- O PIB do Brasil avançou 1,1% no primeiro trimestre de 2026 ante o quarto trimestre de 2025, com movimentação de R$ 3,3 trilhões.
- A agropecuária subiu 2,0%, puxando o crescimento, impulsionada pela safra recorde de soja; a produção de soja deve subir 4,8% na estimativa anual, enquanto milho (-2,5%) e arroz (-10,6%) recuaram.
- A indústria cresceu 1,0%, com destaque para o extrativismo (petróleo e gás) e a construção civil avançando 1,3%.
- Os serviços cresceram 0,5%, liderados por information e comunicação, atividades imobiliárias, comércio e outros serviços; transporte e atividades financeiras recuaram.
- As exportações aumentaram 7,4% em relação ao mesmo trimestre de 2025, enquanto as importações subiram 1,2%.
O PIB brasileiro registrou alta de 1,1% no primeiro trimestre de 2026 ante os três meses anteriores, segundo dados do IBGE divulgados nesta sexta-feira. A economia movimentou cerca de R$ 3,3 trilhões, com avanços em agropecuária, indústria e serviços. O desempenho veio principalmente do campo, favorecido pela safra de soja.

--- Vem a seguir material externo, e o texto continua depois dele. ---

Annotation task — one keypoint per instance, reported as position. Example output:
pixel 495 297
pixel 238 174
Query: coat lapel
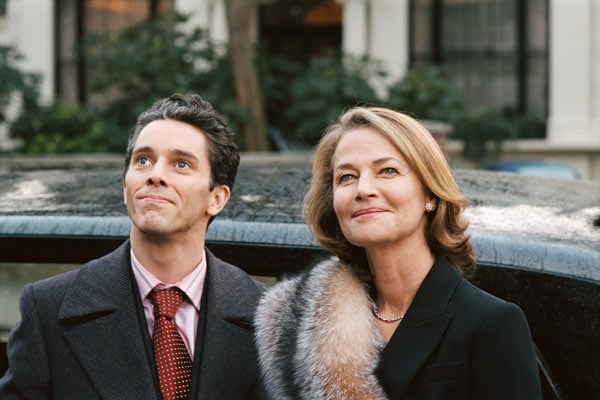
pixel 102 328
pixel 228 366
pixel 422 328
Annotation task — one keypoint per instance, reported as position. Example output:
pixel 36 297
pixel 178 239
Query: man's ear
pixel 219 198
pixel 124 196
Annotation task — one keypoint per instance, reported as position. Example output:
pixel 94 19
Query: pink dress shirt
pixel 187 317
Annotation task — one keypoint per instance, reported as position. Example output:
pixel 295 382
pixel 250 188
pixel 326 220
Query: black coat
pixel 318 339
pixel 81 337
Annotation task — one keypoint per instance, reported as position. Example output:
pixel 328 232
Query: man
pixel 94 333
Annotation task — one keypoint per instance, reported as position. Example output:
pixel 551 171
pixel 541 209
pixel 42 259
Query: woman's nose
pixel 365 187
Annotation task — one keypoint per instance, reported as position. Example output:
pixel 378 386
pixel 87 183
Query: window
pixel 495 50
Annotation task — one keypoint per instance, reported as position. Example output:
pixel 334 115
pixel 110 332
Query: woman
pixel 391 317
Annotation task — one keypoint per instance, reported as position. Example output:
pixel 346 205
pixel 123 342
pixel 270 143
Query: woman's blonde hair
pixel 446 229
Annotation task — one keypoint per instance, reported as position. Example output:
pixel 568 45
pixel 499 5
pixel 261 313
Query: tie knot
pixel 166 302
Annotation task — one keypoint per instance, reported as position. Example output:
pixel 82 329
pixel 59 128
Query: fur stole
pixel 317 338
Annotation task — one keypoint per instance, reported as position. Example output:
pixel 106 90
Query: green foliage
pixel 59 128
pixel 152 60
pixel 483 135
pixel 427 93
pixel 324 89
pixel 15 82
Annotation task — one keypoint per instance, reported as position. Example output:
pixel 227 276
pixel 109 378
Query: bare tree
pixel 242 21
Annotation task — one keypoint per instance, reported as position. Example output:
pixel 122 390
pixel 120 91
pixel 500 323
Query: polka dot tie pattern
pixel 172 358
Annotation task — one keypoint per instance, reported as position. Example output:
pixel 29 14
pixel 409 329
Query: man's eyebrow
pixel 144 149
pixel 173 152
pixel 183 153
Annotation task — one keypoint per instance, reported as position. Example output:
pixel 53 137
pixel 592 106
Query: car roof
pixel 536 167
pixel 541 223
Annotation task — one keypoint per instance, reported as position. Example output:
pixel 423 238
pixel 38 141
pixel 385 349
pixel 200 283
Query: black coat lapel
pixel 421 330
pixel 103 330
pixel 228 365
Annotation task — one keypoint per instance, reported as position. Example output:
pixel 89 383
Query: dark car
pixel 537 241
pixel 536 167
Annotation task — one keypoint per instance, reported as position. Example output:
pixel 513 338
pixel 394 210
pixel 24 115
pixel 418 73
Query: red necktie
pixel 172 359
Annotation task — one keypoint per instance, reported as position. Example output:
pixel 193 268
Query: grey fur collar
pixel 317 338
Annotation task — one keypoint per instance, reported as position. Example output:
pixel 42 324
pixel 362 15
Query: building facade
pixel 541 55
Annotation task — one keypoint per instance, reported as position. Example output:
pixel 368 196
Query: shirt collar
pixel 192 284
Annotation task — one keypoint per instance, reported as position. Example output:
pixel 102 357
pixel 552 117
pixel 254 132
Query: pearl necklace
pixel 381 317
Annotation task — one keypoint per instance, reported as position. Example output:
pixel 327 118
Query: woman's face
pixel 377 198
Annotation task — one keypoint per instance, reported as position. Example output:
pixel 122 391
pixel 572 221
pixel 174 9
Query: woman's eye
pixel 345 178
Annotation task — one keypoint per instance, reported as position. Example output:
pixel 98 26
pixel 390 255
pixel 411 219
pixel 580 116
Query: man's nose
pixel 157 175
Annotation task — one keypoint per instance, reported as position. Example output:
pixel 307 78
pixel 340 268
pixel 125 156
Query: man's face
pixel 167 185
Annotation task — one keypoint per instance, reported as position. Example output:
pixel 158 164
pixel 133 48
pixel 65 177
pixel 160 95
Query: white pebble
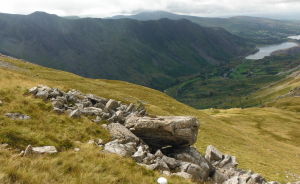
pixel 162 180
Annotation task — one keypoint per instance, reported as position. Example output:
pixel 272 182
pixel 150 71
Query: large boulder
pixel 164 131
pixel 120 132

A agropecuária cresceu 2,0% no trimestre, puxada pela alta na produtividade e pela safra recorde de soja. O clima favorável e a expansão da área plantada contribuíram para elevar a produção de soja em 4,8% na comparação anual. Houve quedas em milho (-2,5%) e arroz (-10,6%).
Na comparação com o 1º trimestre de 2025, o PIB avançou 1,8%. O acumulado dos últimos quatro trimestres teve alta de 2,0%. O Valor Adicionado atingiu R$ 2,8 trilhões e os impostos líquidos de subsídios somaram R$ 461,2 bilhões.
Desempenho por setores
A indústria avancou 1,0% no trimestre, com destaque para o extrativismo, que subiu 13,1% pela maior produção de petróleo e gás natural. A construção civil também cresceu, em 1,3%, impulsionada pela expansão da atividade e da mão de obra.

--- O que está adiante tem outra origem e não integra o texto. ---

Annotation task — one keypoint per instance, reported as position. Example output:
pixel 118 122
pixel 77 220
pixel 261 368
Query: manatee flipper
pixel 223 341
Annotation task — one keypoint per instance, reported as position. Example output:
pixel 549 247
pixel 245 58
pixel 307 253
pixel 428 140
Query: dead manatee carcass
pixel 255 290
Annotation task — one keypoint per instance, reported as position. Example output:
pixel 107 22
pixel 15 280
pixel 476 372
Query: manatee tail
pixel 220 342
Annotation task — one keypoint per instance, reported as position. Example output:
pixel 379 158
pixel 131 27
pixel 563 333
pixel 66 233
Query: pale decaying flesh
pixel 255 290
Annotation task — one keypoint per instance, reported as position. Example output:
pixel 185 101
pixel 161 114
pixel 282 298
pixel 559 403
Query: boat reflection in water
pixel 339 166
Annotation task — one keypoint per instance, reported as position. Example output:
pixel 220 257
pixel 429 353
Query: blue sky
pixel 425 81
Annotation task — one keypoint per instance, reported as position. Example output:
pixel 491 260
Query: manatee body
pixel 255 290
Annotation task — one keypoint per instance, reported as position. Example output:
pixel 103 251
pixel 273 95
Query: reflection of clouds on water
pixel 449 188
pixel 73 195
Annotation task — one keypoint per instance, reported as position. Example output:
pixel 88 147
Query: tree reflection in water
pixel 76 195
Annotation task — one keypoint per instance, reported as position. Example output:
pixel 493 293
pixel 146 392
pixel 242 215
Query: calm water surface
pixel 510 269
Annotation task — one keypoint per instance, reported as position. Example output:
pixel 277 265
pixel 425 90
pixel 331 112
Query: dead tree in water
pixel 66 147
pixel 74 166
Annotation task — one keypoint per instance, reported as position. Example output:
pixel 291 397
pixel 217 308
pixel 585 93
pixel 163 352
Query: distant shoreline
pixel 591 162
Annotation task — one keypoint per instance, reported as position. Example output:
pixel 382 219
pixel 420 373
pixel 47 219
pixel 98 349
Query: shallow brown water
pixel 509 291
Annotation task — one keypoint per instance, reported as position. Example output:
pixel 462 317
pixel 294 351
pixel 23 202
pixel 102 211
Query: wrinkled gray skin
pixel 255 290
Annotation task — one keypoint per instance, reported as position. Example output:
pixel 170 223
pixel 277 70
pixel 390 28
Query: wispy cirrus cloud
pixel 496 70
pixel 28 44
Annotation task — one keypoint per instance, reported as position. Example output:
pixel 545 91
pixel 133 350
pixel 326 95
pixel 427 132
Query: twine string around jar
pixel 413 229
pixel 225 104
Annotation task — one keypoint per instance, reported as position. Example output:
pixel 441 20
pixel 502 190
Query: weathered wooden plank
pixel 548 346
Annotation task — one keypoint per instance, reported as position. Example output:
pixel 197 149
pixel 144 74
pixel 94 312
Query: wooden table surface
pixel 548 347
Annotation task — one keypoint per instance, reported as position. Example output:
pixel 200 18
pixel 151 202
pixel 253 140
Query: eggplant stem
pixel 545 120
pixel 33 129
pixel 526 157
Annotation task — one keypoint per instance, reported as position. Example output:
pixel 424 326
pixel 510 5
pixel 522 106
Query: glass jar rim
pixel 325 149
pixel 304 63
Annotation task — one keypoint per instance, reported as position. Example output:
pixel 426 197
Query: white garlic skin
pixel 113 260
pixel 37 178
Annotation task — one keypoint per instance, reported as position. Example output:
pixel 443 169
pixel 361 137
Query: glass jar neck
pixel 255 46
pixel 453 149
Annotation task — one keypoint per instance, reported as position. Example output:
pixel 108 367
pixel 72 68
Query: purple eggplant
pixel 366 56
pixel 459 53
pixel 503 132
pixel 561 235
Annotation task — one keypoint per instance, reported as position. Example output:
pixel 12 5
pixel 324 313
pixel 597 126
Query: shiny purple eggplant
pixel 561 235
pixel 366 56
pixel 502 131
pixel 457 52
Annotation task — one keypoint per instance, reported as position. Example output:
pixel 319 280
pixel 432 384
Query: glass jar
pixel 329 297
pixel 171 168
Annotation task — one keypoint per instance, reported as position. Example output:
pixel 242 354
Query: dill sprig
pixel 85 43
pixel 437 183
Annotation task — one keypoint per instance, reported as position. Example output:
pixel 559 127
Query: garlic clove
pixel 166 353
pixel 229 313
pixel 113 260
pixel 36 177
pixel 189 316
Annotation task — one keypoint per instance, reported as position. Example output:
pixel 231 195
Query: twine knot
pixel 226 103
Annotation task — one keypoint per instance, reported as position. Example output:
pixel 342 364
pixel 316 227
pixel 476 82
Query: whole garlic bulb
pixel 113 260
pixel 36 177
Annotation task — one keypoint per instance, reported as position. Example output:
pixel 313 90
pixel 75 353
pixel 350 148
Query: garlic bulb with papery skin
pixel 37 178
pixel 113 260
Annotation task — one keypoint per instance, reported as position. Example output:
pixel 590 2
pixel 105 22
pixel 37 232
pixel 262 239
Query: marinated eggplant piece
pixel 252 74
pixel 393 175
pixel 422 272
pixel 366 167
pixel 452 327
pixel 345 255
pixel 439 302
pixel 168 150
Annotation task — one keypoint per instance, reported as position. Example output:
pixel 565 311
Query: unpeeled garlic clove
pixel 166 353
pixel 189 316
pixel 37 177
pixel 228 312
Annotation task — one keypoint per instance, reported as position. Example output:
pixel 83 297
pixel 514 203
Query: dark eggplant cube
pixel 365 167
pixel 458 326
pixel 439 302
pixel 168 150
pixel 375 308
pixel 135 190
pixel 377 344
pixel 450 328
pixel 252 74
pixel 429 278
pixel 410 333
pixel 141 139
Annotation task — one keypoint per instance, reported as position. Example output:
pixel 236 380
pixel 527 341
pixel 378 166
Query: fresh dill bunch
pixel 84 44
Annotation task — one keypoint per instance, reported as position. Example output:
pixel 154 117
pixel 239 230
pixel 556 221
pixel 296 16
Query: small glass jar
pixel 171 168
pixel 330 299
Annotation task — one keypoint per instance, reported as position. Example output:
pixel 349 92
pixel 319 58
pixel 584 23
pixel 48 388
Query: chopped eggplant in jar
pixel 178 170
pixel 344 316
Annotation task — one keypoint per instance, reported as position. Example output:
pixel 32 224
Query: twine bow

O setor de serviços, responsável por cerca de 70% da economia, subiu 0,5%. Ganhos ocorreram em informação e comunicação, atividades imobiliárias, comércio e outros serviços, enquanto transporte e finanças registraram recuos.
Do lado do consumo, as famílias increasem gastos em 1,0% frente ao trimestre anterior, sustentando a atividade. O consumo do governo cresceu 0,4%, em ritmo mais moderado.
Investimento e comércio externo
O investimento, medido pela Formação Bruta de Capital Fixo, subiu 3,5% ante o trimestre anterior, recuperando parte das perdas de late 2025. Em termos anuais, o indicador caiu 1,4%, pela redução de 6,3% na produção de bens de capital.
No exterior, as exportações cresceram 7,4% na comparação com o 1º trimestre de 2025, puxadas pela extração de petróleo e gás, por produtos alimentícios e por equipamentos de transporte. As importações subiram 1,2%, com destaque para veículos, derivados de petróleo e produtos farmacêuticos.